Dans les dire de M. Côté : Ils aident à la réhabilitation du parent ce qui est faux et tout les familles déchirées avec qui nous discutons, reste sans aucun soutien et ils se font tous traiter comme des criminel par le DPJ et font tout en leur pouvoir pour éliminer les quel que droits de visite pour garder leur job et en laissant le plus de dossiers ouvert. Ils se foutent du monde.

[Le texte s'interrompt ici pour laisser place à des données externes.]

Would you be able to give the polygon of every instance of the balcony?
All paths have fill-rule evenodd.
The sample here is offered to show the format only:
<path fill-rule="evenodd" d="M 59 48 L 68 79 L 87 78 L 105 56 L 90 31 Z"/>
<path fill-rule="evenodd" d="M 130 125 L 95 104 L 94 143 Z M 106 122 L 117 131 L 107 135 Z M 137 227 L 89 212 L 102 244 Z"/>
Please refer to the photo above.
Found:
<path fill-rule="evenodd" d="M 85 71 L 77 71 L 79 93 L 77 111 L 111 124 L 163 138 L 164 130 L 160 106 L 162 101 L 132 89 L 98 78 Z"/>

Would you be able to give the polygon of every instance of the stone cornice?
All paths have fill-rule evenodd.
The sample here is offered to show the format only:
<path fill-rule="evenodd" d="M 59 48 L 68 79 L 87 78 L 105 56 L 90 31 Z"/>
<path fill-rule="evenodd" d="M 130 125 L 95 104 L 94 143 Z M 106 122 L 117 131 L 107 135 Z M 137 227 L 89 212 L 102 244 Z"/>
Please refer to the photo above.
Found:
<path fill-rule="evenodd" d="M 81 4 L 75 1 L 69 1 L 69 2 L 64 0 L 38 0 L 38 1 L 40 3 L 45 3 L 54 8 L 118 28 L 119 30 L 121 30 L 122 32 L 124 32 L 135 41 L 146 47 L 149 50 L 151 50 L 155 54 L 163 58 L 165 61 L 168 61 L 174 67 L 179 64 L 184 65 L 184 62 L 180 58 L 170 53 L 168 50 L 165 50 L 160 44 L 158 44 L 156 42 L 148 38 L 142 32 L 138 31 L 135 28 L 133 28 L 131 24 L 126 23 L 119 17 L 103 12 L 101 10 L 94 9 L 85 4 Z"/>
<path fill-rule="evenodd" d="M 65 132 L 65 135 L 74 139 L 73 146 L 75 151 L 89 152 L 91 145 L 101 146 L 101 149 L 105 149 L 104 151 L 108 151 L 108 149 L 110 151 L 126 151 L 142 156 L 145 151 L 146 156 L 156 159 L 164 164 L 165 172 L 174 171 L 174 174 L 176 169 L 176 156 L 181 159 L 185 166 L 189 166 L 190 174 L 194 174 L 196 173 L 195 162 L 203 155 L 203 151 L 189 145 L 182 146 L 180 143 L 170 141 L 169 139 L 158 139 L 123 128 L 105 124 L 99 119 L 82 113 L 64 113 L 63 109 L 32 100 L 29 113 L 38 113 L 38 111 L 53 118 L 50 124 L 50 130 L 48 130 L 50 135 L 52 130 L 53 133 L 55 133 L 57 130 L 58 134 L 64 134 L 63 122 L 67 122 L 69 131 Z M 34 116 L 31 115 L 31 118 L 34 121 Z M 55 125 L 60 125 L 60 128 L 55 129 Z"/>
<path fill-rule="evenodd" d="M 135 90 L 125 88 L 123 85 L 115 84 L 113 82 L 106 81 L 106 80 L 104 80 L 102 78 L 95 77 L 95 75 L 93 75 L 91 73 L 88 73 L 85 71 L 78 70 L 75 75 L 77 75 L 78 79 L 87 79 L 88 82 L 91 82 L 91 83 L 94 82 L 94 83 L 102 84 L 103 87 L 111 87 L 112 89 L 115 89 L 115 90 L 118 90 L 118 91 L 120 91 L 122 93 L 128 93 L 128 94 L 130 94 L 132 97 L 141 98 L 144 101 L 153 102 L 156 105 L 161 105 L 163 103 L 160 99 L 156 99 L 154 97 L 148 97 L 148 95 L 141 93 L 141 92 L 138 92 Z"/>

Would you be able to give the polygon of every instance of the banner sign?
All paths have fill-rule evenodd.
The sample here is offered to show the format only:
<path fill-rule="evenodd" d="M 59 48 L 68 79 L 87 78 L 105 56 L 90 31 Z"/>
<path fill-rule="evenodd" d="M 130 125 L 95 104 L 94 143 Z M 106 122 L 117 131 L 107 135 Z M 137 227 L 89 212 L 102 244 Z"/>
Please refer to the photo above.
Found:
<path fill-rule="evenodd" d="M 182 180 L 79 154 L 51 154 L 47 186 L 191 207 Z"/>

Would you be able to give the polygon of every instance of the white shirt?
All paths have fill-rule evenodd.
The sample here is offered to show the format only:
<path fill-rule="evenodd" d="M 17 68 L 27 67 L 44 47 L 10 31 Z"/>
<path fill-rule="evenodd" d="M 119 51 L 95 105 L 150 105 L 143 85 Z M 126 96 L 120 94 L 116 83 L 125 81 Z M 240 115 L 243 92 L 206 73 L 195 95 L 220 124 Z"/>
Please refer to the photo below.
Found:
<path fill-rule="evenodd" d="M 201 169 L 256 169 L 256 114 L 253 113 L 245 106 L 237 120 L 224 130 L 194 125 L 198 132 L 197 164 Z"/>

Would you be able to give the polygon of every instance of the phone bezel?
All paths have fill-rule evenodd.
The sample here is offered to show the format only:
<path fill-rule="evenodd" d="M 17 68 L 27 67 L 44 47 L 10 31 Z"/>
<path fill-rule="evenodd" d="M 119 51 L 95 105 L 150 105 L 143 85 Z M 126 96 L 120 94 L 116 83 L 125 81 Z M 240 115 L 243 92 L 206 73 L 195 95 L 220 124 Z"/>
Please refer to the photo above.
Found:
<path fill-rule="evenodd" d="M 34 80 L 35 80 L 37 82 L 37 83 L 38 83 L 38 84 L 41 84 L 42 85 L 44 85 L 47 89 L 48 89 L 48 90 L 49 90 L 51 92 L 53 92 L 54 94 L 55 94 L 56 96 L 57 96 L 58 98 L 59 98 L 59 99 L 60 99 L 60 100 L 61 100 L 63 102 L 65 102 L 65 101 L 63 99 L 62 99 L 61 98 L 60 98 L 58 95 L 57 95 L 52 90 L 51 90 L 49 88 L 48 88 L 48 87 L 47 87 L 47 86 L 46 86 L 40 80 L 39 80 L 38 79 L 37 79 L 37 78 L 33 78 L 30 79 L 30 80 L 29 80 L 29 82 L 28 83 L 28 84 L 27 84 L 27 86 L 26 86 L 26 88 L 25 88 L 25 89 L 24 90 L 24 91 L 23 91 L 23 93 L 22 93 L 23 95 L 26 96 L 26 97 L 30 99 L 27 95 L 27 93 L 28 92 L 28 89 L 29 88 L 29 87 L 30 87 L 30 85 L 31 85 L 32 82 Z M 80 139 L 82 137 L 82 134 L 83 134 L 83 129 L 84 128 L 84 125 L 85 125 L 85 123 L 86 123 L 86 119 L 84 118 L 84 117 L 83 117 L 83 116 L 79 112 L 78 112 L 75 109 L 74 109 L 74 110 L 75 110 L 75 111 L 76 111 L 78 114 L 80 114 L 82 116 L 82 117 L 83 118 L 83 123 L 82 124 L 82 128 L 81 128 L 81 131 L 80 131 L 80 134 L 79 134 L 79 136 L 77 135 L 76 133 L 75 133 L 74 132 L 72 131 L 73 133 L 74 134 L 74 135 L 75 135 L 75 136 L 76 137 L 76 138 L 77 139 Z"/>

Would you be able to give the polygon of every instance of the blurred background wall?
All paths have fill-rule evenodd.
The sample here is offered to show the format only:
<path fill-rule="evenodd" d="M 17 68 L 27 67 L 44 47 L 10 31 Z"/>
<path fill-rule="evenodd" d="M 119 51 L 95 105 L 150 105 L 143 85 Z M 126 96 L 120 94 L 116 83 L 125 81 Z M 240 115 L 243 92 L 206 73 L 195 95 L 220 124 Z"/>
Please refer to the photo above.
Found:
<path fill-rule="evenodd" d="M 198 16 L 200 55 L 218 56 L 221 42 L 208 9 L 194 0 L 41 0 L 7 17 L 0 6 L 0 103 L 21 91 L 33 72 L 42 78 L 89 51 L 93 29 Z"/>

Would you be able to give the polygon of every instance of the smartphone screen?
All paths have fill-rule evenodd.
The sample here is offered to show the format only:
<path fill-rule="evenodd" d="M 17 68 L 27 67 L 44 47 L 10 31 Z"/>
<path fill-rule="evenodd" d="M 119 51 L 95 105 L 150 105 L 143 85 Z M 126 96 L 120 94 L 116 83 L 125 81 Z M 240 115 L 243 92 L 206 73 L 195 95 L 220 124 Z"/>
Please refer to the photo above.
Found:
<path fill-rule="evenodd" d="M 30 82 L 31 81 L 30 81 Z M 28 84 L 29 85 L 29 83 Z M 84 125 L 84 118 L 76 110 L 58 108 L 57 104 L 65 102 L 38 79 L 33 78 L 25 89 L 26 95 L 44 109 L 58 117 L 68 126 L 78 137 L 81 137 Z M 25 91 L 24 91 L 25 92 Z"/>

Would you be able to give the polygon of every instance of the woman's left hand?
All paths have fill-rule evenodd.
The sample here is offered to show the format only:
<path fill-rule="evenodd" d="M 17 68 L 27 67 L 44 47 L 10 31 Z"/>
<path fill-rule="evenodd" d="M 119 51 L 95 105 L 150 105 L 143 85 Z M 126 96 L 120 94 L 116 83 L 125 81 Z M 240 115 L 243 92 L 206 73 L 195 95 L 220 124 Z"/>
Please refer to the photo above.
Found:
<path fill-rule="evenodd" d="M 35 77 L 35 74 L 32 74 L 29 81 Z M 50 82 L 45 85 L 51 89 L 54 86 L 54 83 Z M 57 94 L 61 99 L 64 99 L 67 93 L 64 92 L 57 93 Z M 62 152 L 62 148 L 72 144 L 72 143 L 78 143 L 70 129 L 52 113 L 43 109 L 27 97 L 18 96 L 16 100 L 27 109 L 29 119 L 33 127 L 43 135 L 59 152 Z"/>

Pour tout personnes désirant en savoir plus sur notre nouveau service d'aide qui en est un pour réparer des erreurs de notre système. si vous le permettez? alors écrivez-nous à:

stop_au_mal@hotmail.fr ou service_en_tout_genre@hotmail.com Notre organisation ne sera pas que pour le Québec mais s'étendra de façon mondial et nous sommes déjà en pour parlé avec des futurs partenaires dans d'autre pays.

Julie Blaquière

Commentaire mis en ligne le 22 juillet 2008
Et que dire des intervenants qui sélectionnent les informations et les témoignages en fonction de leur jugement se donnant raison devant les juges et devant des parents mal informés, mal préparés qui ne savent pas qu'ils sont traités comme des criminels et qui sont possiblement eux-mêmes victimes de la situation? Les enfants n'ont pas tous deux ans et ceux qu'ils côtoient en dehors des parents non plus.À part les plaintes, quels moyens y a-t-il en place pour prévenir les abus d'ou qu'ils viennent? A-t-on des intervenants vraiment toujours assez qualifiés pour distinguer un enfant victime d'un enfant qui peut être tout sauf une victime?